Literatürümüzde olan ” İğneyi kendine, çuvaldızı başkasına batır” sözü aslında şuan bahsettiğimiz konuyu oldukça güzel özetlemektedir. Firmalar eğer ki aktif satış yapmak istiyorlarsa ve bu satışta bir süreklilik yakalamak istiyorlarsa, öncelikle kendi kurallarına ve işleyişlerine göz atmaları gerekmektedir. Yani firmalar sahaya çıkarttıkları satış uzmanları gibi düşünmek zorundalar. Çünkü bir saha satışında yağmurlu hava ile güneşli havanın satışa etkisini bile bilmez ve uzmanınızı yanlış yönlendirme içerisine girerseniz o zaman satış falan yapamaz daha çok baskı altında çeşitli yalanlarla yapılan satışlar dolayısıyla marka imajınızı zedelersiniz. Eğer siz ürününüz için aktif saha satış modelini seçtiyseniz, her gün aynı olmayan insan psikolojisini, satış uzmanınızın o gün ne yediğini, ne giydiğini ve sattığı ürün hakkında ne düşündüğünü pek umursamıyor ve sadece ”satsın yeter” mantığı altında çalışıyorsanız o zaman uzun vadede yüksek karlılık ve yüksek marka imajını şimdiden unutsanız iyi edersiniz derim…
Fakat eğer ki siz aktif saha satış modelinde, uzmanınıza yeterli ilgiyi gösteriyor, ona her ay belirli periyotlarla eğitim veriyor ve toplantılar düzenliyorsanız, alacağı sabit maaşı güvence olarak veriyor aynı zamanda primle uzmanınızı ödüllendiriyorsanız, karnını doyurmasından mola zamanlarına kadar tıpkı bir saha uzmanı gibi yani tıpkı onlar gibi düşünüyorsanız işte o zaman aktif saha satışında uzun vadede verimliliği yakalayabilirsiniz. Aynı zamanda aktif saha satışına ne kadar yatırım yaptığınız da işin içinde önemli bir nokta olarak yer alırken, ürün ve hizmetiniz hakkında oluşturduğunuz reklam ve pr çalışmaları da işin altyapısı için olukça önemli ve belirleyici olabilir. Unutulmamalıdır ki, aktif saha satışında ürün bilgisi hakkında yeterli bilgiyi henüz almamış, sıfırdan başlayan hiç kimse, 1 ay içerisinde çok yüksek satış rakamlarına ulaşamaz. Ulaştığını iddia edenler, ya müşteriye yalan söylemişlerdir ya da ürün hakkında geçmiş satış deneyimleri ve tecrübeleri bulunmaktadır.
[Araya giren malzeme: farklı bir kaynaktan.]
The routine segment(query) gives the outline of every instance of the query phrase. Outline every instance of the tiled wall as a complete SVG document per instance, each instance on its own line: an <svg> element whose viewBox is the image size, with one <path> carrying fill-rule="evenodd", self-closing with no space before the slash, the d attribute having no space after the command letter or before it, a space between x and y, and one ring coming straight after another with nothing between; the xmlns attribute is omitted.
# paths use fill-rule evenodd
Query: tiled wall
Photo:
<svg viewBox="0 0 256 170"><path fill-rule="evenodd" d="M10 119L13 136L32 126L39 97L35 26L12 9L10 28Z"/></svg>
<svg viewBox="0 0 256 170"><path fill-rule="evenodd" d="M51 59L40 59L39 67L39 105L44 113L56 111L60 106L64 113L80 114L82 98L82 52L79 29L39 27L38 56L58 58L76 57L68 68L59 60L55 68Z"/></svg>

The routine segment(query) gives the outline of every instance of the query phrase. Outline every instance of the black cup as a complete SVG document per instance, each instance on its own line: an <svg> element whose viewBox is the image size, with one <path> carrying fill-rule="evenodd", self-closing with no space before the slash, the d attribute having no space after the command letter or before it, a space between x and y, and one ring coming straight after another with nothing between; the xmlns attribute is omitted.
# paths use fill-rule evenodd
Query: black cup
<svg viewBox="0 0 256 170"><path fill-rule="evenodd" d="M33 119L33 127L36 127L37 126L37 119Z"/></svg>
Sonuç olarak, ürününü ve ya hizmetini aktif saha satışı modeliyle müşteriye ulaştırmak isteyen firmalar, artık sorunu insanlarda değil kendi sistemlerinde aramalılar dır. Sürekli değişkenlik gösteren bir çalışan grubunuz varsa, sisteminizde bir sorun var demektir. Aynı zamanda müşteriyle yüz yüze iletişim olarak çok hassas bir satış yapıldığından,satış uzmanı ekibinizi çok iyi yönlendirmeli ve ona nitelikli bir eğitim vermelisiniz. Satış danışmanınızın sahada müşteriye söyleyeceği yanlış bir cümle ya da satış yapabilme uğruna söylenen yalanlar, imajınızı bir anda zedeleyebilir, markanıza bakış açısını olumsuz yönde etkileyebilir. Uzun vade verimliliği açısından firmaların artık eleman arama sitelerine abone olmayı bırakmaları, mevcut satış kadrolarını daha verimli hale getirmek için çaba göstermeleri gerekmektedir.